We hurriedly explored our options and within a matter of days, we had made the necessary arrangements. We would be setting off for our second expedition to the Serengeti, Tanzania. This was the destination for my first ever safari in 2009 and the place where my love affair with Africa began.


Our journey from Singapore to Tanzania took around 30 hours. Although it was long and arduous, I was not deterred - I knew that I was heading to my ‘Utopia’. By the time we finally arrived at Kilimanjaro International Airport we were lethargic but, at the same time, elated. As we boarded the charter plane for the final leg of our journey to the Serengeti, my tiredness wore off and my heart began to beat with excitement. I could hardly wait!

Inside our charter plane.

During our flight from Kilimanjaro to the Serengeti we encountered a lot of turbulence and a couple of our fellow passengers suffered from air-sickness. To escape from this unpleasantness, I distracted myself by looking out of the aeroplane window. I was rewarded with some fantastic sights. Our journey took us over Africa’s tallest mountain: Mount Kilimanjaro…

The snow-capped peak of Mount Kilimanjaro.

…the Great Rift Valley, the Ngorongoro Crater – the world’s largest volcanic caldera…

The Ngorongoro Crater.

…and, finally, the Serengeti.

The Serengeti, littered with Acacia trees. This picture fortuitously captures the shadow of our plane sweeping across the savannah.
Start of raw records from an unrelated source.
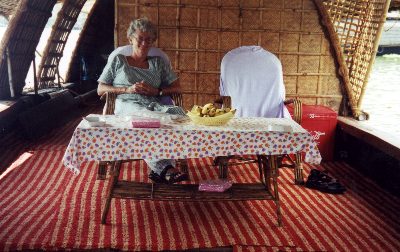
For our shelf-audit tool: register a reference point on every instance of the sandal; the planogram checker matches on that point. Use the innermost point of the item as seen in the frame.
(168, 177)
(156, 178)
(323, 182)
(173, 177)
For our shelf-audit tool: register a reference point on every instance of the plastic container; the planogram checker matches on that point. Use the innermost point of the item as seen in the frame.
(321, 122)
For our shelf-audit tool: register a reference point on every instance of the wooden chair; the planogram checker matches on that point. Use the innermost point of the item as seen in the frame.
(108, 109)
(284, 161)
(257, 72)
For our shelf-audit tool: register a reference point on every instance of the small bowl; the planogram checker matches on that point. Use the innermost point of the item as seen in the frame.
(94, 121)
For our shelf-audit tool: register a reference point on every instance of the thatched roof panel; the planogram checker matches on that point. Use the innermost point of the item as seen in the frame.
(8, 7)
(394, 5)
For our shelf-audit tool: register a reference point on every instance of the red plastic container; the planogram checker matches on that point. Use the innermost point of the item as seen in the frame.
(320, 121)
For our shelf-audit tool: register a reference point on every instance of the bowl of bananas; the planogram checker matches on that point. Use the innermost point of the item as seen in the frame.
(210, 115)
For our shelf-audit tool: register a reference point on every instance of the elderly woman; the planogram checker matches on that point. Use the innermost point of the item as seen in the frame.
(137, 80)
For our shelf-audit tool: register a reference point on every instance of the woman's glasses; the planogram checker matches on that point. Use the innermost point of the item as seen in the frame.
(146, 40)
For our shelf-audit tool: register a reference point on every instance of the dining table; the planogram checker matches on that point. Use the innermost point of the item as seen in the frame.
(117, 140)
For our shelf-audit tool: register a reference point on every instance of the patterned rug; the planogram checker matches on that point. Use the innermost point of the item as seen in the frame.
(43, 205)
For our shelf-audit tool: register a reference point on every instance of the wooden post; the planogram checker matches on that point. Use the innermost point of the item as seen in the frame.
(10, 79)
(35, 83)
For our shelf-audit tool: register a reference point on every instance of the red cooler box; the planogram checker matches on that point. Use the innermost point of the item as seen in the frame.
(320, 121)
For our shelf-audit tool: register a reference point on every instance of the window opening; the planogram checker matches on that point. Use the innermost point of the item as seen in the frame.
(381, 99)
(3, 25)
(69, 46)
(44, 38)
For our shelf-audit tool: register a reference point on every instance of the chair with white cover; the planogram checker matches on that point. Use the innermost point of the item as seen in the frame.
(252, 78)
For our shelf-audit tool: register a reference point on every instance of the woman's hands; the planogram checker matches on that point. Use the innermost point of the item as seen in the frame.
(142, 88)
Once the plane landed, I stepped out of the aircraft, took a deep breath, turned to Bill and said, “Darling, we’re back!”

Our camp was located in the Ndutu region, to the southeast of the Serengeti National Park. Mention the word ‘Serengeti’ to a seasoned Africa wildlife traveller and you will immediately conjure-up images of the wide-open plains, the vast herds of wildebeest and the abundance of predators. This is the venue for the ‘migration’, where over 2 million animals embark upon their annual trek around the Serengeti-Mara ecosystem.

Map of Serengeti with Ndutu.

As we began to collect our belongings from the plane, we were approached by our new guide who introduced himself as Fidali. On our way towards the camp, we had our first sighting of a herd of wildebeest grazing. Following close to the wildebeest cows were the newly born calves.

Can you spot the tan coloured calves?

We were fortunate, or, shall I say, we went at the right time for the wildebeest calving season. During the month of February, the wildebeest congregate at the southeast of the Serengeti where they synchronise their births and ‘drop’ their calves simultaneously. The short grasses, which enable the animals to spot their predators, are also an excellent source of nutrients for lactating mothers and their new-borns.

It is, indeed, a paradise for the wildebeest as well as a wonderful location for us to be a part of nature’s process. I thought to myself, “Wouldn’t it be fantastic to witness the actual birthing of a wildebeest?”

Unfortunately, we did not get to see the ‘moment of birth’ but we were often there just moments afterwards. To watch the newly born calves make feeble attempts to stand up and then reach out towards their mothers was such a mind-blowing experience; something which I will never forget.


Mitch and Molly said...

What fabulous pictures from the plane!
We bet it would be quite the experience to see the calves being born!

Love ya lots,
Mitch and Molly

Sam said...

How exciting! I don't know if I will ever make it there but I love looking at your pictures!


Anonymous said...

Oh, what a trip that must have been - definitely on my wish list.

To answer your question, I use a Canon 500D with a zoom lens.